BUENOS AIRES, Argentina — Several former top military officials in Paraguay have been arrested as part of a cross-border law enforcement operation with Brazil to disband an arms smuggling ring that brought firearms from Europe to South America, officials said Tuesday.

The U.S. Department of Homeland Security was also involved in the year-long investigation, according to Paraguay authorities.

“The weapons were imported from Europe to Paraguay, where they were defaced and resold to intermediary groups operating on the Brazil-Paraguay border, ultimately reaching major criminal factions in Brazil,” Brazilian federal police said in a statement.

Close to 43,000 pieces of such weapons — worth around $243 million — were imported to Paraguay over the past three years under the scheme, Brazilian authorities said.

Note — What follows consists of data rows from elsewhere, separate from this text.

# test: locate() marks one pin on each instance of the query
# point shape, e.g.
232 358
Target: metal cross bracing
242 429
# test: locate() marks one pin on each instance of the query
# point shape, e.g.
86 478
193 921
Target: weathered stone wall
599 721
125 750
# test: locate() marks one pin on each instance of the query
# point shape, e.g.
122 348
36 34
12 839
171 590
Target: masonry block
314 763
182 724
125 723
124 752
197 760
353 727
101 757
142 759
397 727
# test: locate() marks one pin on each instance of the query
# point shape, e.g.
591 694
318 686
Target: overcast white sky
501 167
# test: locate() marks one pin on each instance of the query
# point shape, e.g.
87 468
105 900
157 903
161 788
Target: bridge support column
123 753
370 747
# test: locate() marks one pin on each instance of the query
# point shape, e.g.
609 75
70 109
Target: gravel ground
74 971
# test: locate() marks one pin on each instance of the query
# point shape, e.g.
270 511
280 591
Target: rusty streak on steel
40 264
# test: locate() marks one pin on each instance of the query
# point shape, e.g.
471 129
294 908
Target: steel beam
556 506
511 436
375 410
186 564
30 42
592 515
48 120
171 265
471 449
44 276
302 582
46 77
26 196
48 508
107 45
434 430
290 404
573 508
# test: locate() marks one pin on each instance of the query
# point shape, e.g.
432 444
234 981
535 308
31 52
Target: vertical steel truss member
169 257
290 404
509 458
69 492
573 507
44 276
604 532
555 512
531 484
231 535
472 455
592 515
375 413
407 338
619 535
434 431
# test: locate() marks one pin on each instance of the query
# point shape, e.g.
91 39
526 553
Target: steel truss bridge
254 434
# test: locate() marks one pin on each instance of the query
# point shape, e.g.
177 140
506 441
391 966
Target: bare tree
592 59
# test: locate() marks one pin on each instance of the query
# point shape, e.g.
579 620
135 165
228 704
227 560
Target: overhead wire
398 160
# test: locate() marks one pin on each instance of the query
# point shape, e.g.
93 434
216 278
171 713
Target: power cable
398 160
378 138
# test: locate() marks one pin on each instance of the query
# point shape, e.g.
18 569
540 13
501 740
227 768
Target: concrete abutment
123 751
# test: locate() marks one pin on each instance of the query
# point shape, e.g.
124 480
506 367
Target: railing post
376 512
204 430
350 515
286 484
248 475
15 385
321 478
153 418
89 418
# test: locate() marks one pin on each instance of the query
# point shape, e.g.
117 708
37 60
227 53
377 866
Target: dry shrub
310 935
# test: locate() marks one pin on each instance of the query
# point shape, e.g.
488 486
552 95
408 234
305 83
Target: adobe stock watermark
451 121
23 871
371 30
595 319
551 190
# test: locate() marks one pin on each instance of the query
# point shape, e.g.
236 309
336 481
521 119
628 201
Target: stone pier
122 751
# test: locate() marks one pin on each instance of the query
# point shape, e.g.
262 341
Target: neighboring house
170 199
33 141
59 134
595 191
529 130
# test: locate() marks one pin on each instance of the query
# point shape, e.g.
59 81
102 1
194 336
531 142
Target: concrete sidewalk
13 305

At least 13 people have been detained in Paraguay, including the former head of Paraguay’s office in charge of controlling the imports and distribution of firearms known as Dimabel, which is a division of the armed forces. The former chief of Paraguay’s Air Force, Gen. Arturo González, was also detained.

The arrests were part of at least 20 raids that took place in Paraguay and 20 in Brazil. One raid was also carried out in Kansas, according to Paraguayan authorities.

The investigation was able to determine that the military officials were involved in authorizing “the importation of weapons, altering documents to conform to firearms laws, as well as authorizations for irregular sales in exchange for significant sums of money,” according to a statement by Paraguay’s National Anti-Drug Secretariat.

A company based in Paraguay’s capital of Asunción that is led by an Argentine businessman was importing the weapons from manufacturers in Croatia, Turkey, the Czech Republic and Slovenia. The company allegedly used its contacts in Dimabel to get quick approval for the imports.

Once in South America, the weapons were sold to intermediaries with connections to criminal gangs in Brazil. Money from the operations was allegedly laundered through the United States.